La religion a depuis la «conquête» espagnole toujours été à la base des sociétés américaines. Depuis le milieu du XXe siècle, le catholicisme tout puissant  a cédé du terrain, remplacé à peu près partout par les Églises nord-américaines, celles qui mêlent prêches et spectacle, paillettes et doctrine. C’est vers cet univers que nous amène Santiago Gamboa dans son nouveau roman, mais certains religieux de son livre ne sont pas immaculés.

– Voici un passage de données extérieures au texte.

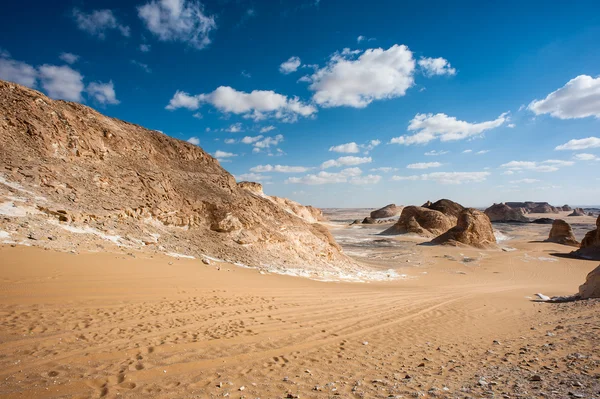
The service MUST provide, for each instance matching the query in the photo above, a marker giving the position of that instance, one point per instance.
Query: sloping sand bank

Photo : Universitad de Guadalajara

Tout commence par une fusillade à l’arme lourde en pleine nature, loin de Bogotá, avec l’arrivée soudaine d’un mystérieux hélicoptère. Dans le village proche, personne n’a rien vu, rien entendu. Pourtant un jeune garçon prévient la police de manière anonyme. Quand une journaliste indépendante, Julieta Lezama cherche à en savoir plus ni elle ni son ami, le procureur d’origine indienne Edilson Jutsiñamuy ne trouvent la moindre trace officielle de «l’incident». Accompagnée par Johana, son assistante, Julieta se rend sur place, dans la région du Cauca. Après des années d’horreurs, la paix est revenue. On ne parle plus des FARC (Forces Armées Révolutionnaires de Colombie) ni des paramilitaires. Les nouveaux conquérants de la zone sont les Églises évangéliques. L’argent qu’elles peuvent tirer de la nouvelle situation, de la paix à construire, les a attirées. 

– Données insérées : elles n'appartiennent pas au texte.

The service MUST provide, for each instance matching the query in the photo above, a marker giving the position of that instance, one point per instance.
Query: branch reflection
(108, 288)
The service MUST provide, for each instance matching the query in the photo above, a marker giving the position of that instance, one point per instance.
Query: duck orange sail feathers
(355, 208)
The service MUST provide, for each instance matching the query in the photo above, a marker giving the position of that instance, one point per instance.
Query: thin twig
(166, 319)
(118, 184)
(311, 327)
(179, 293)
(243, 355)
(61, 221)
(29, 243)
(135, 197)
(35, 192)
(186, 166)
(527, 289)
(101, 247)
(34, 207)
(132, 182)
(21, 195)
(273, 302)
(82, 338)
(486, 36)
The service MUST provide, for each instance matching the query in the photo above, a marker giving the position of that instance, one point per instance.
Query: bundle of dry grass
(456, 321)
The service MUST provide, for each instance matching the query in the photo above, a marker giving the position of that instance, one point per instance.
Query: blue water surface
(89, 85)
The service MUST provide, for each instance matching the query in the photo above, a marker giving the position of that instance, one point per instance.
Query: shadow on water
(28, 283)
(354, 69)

Or la paix nouvelle est toute relative et il se pourrait bien que ces nouvelles Églises ne soient pas totalement extérieures à ces troubles sur lesquels enquêtent Julieta et Jutsiñamuy. Entre deux ou trois drôles de coïncidences et le charme troublant du chef d’une de ces Églises, Julieta lutte pour s’accrocher à une réalité qui lui échappe. Le recours aux mignonnettes de gin l’aide-t-il ou augmente-t-il le déséquilibre qui la menace et dont elle est consciente ? 

Une vague de disparitions dans la région concerne toutes des agents de sécurité. Il faut croire qu’il se passe des choses étranges, si même ceux-là, qui sont censés assurer la sécurité, deviennent des victimes ! La double enquête qui s’en suit, celle officielle du procureur et celle personnelle de la journaliste, s’oriente vers les ressources de cette Église pentecôtiste. Église qui, de toute évidence, n’est pas dans la misère. En Guyane, en France donc, les mines d’or plus ou moins légales sont attirantes… 

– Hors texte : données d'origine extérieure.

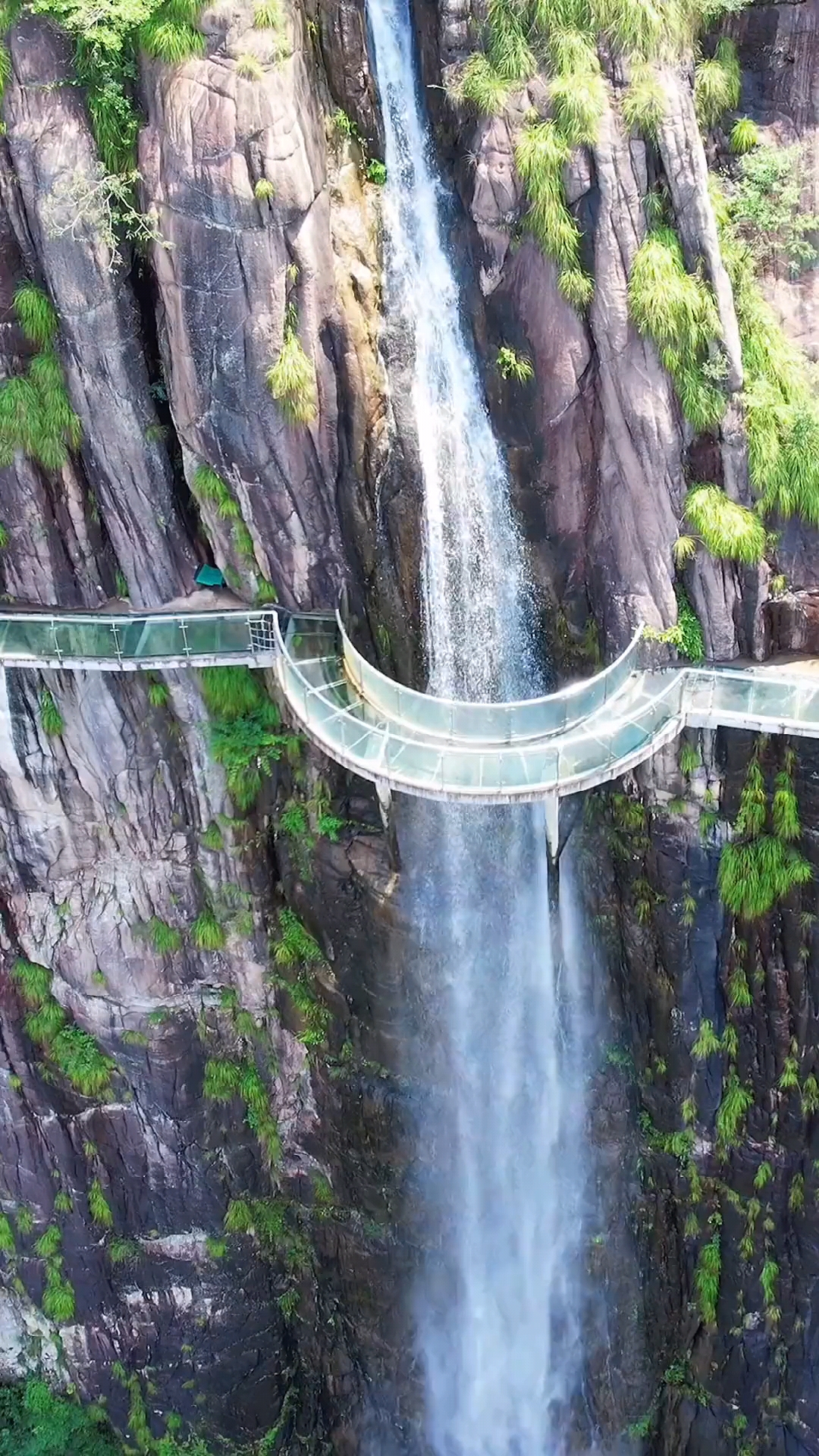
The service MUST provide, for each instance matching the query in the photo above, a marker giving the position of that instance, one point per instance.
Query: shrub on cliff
(34, 1421)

Santiago Gamboa parvient à réconcilier ces extrêmes. Il montre que ce qui semble irréconciliable (la soif de l’or et Dieu) peut ne faire qu’un. Il serait capable de rendre sympathiques un orpailleur illégal et un de ces pasteurs évangéliques qui sont en train de conquérir un continent entier. Une bonne dose de religion(s), une base de polar, une pincée de violence et la mafia à volonté, sans oublier suffisamment de sentiment, d’amitié, de confiance et d’empathie pour lier l’ensemble, cela donne ce savoureux cocktail littéraire. Santiago Gamboa est très fort pour les mélanges équilibrés. À la fin de la lecture, il reste un petit goût amer, loin d’être désagréable. 

Christian ROINAT

Des hommes en noir de Santiago Gamboa, traduit de l’espagnol (Colombie) par François Gaudry, éd. Métailié, 368 p., 21 €.  

Santiago Gamboa est une des voix les plus puissantes et originales de la littérature colombienne. Né en 1965, il étudie la littérature à l’université de Bogotá, la philologie hispanique à Madrid, et la littérature cubaine à La Sorbonne. Journaliste au service de langue espagnole de rfi, correspondant à Paris du quotidien colombien El Tiempo, il fait aussi de nombreux reportages à travers le monde pour des grands journaux latino-américains. Sur les conseils de García Márquez qui l’incite à écrire davantage, il devient diplomate au sein de la délégation colombienne à l’unesco, puis consul à New Delhi. Il vit ensuite un temps à Rome. Après presque trente ans d’exil, en 2014, il revient en Colombie, à Cali, prend part au processus de paix entre les farc et le gouvernement, et devient un redoutable chroniqueur pour El Espectador.